三十過ぎっておっさんのイメージしかなかった。こういう人もいるのか。などと感心する。レインには大人の年齢というものがよくわからない。
オズワルド村の粉屋の大将が、確か三十いくつだったと思うが。いやいや、ちゃんと――というのもおかしいが――おっさんだったぞ、と記憶の底をさらう。
それに比べて、ネメアは若々しく、精力的だ。
「い、意外と歳、食ってますね……――じゃないっ。あ、その、若く見えます」
内心の動揺から、失礼な本音が口からポロリとこぼれ出た。レインは慌てて取り繕ったが、後の祭りである。だが、そんなレインを見て、ネメアは楽しそうに笑った。
「まぁ、酒が美味く感じる程度には生きてるな」
ネメアの言葉に、レインは背中を丸めて俯いた。
彼も、酒以上の人生の苦さを知ったのだろうか。いつ、どこで――誰と? 聞く勇気などない。光の中を歩くような、栄光の道をたどってきたであろう勇者と呼ばれた男が、苦く感じるほどの何かとは何だろうか。
君はあの男のことを何もわかっちゃいないんだ――。
ふと、レインはそんな罵倒を思い出した。
ああ、そうか、と納得する。勇者と呼ばれるからこそ、その手で救ってやれなかったものも多いだろう。それらの苦さを知りながら、それでもここまで突き進んできたのだ。はたして、そういう風にできるかと自問するが、答えはよくわからない。

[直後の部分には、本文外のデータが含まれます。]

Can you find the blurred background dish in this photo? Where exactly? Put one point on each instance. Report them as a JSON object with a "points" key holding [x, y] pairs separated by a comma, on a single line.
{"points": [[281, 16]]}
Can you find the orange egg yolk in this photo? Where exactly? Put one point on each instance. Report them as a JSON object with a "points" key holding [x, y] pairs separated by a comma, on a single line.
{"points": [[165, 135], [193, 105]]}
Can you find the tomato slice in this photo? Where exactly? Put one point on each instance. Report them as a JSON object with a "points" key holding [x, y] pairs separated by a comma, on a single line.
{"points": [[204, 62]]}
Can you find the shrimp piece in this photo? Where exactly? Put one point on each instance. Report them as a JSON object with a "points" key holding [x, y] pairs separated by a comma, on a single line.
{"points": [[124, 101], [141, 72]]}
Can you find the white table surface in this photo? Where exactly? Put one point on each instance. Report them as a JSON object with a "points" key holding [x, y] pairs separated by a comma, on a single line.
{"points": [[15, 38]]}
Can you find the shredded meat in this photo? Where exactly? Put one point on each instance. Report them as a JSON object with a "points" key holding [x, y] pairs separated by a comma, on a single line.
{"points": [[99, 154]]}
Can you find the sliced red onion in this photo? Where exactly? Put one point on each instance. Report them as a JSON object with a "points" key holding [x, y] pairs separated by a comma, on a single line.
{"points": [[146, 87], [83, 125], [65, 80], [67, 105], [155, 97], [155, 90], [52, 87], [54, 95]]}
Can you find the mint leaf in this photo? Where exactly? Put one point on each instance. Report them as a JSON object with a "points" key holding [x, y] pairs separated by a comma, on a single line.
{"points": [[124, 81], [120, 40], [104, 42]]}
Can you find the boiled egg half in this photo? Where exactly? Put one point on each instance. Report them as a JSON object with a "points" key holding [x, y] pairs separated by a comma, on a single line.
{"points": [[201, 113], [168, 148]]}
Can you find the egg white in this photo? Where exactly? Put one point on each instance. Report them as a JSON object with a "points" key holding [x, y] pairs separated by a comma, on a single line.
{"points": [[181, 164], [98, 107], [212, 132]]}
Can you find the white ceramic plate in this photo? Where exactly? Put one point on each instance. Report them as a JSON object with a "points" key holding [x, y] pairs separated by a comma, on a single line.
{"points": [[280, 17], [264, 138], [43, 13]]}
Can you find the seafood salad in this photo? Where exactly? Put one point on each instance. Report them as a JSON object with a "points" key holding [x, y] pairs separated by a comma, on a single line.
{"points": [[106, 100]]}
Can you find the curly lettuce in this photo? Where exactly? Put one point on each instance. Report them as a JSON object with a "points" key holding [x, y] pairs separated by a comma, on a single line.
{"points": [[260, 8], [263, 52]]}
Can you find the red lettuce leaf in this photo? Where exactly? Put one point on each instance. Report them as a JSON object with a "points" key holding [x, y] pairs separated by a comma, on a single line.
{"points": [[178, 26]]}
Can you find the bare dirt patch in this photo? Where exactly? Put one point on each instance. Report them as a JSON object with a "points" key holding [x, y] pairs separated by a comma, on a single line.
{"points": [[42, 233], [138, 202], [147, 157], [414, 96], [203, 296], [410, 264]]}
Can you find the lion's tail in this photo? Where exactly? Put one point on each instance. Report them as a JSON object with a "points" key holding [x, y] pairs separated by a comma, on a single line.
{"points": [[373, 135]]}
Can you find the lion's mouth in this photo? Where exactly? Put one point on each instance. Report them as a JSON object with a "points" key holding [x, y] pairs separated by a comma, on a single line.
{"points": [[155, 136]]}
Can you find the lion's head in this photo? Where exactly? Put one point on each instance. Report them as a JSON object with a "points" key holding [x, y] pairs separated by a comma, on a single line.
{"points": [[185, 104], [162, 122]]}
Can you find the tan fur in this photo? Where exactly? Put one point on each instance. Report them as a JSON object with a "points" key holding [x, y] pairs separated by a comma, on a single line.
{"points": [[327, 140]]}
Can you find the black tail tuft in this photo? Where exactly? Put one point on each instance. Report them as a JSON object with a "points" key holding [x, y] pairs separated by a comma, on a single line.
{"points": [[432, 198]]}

お前のほうが夢や目標に近い、とネメアは言った。だが、どう考えたってレインには遠く見える。若さよりも、その未熟さゆえに――。
茶が運ばれてきた。いただきます、と言いおいて、レインはこみ上げてきた苦いものを甘い茶で飲み下した。
◇ひとこと◇
さすがに、きちんと設定されているキャラクターの年齢をいじるというのは抵抗を感じますが、色々考えていたらネメアの年齢が三十四歳になりました。この話は一二〇三年四月なので満三十五歳ということになります。
注意書きにもありますように、この設定で二次創作していきます。ご容赦ください。